I am sure you have heard the saying “ageing is not for the faint hearted” but have you heard of “dysphagia?” Dysphagia refers to the condition that affects one in three US adults today and describes the condition known as difficulty swallowing.
The worrying statistics related to dysphagia is that, after patients are diagnosed, a quarter of them die within 30 days, and approximately 50 percent die within a year! As more and more people are diagnosed with this condition researchers at Johns Hopkins University have conducted a study to examine the changes that occur in the swallowing process as people age. They hope that their results will lead to help in the process of slowing down the progression of the condition, therefore saving millions of lives.
About 33 to 84 percent of adults will have a swallowing disorder in their lifetime, according to lead study author Dr Alba Azola, resident in the Department of Physical Medicine and Rehabilitation. “We’ve always known people have difficulties swallowing when they grow older,” Dr Azola said. “What we wanted to know was what changes occur and when do they become a problem.”
31 adults, between the ages of 62 and 91 years old, without a history of swallowing disorders were recruited for the study.The participants were guided through a video-fluoroscopic swallow study; a test that examines how well a person swallows food and liquid. The results were then compared to the results of a group of 33 people, between the ages of 18 and 28 years old, who underwent the same test.
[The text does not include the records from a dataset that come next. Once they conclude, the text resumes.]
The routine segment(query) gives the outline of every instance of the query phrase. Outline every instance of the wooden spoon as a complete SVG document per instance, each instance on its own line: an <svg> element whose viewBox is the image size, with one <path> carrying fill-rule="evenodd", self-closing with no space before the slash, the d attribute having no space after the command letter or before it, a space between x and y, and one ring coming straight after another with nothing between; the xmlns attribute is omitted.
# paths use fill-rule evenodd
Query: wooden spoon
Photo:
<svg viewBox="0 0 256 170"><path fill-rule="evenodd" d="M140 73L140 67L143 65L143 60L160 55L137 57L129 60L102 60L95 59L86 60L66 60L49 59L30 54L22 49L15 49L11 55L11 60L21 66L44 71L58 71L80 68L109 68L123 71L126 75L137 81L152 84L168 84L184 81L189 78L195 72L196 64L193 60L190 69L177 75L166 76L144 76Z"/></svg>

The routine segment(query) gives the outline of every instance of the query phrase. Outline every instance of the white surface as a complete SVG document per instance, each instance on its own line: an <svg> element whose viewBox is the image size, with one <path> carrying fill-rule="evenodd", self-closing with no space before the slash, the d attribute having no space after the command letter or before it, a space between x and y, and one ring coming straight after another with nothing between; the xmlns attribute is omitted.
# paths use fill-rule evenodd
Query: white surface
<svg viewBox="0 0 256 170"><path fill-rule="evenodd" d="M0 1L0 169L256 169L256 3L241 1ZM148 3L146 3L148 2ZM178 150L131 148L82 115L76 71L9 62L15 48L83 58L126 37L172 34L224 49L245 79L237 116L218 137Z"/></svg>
Researchers analyzed the movements of the anatomic structures involved in swallowing. This included how long the windpipe was closed off during the swallow, how long it took to close the airway and which swallowing activities were used to prevent food from getting into the lungs. The results showed that it took significantly longer for older adults to actually swallow the food and they were more likely to get it actually stuck in their throat. This delay in the food getting into the throat meant that the normal “block off” that normally occurs to protect the food getting into the airway or liquid from entering the lungs was not triggering quickly enough which could ultimately result in the increased risk of aspiration or pneumonia. “As people grow older their muscles become weaker and smaller,” said Dr Azola, adding that this also applies to muscles in the mouth. “Not only is this disorder uncomfortable, it can result in serious health complications.”
Signs and symptoms of the disorder includes, pain while swallowing, drooling, having frequent heartburn, unexpectedly losing weight, being unable to swallow and having to cut food into smaller pieces because of trouble swallowing.
Dr Azola said to prevent or slow down the prevalence of this disorder, doctors should find ways for at-risk adults to increase the strength in the muscles involved in swallowing.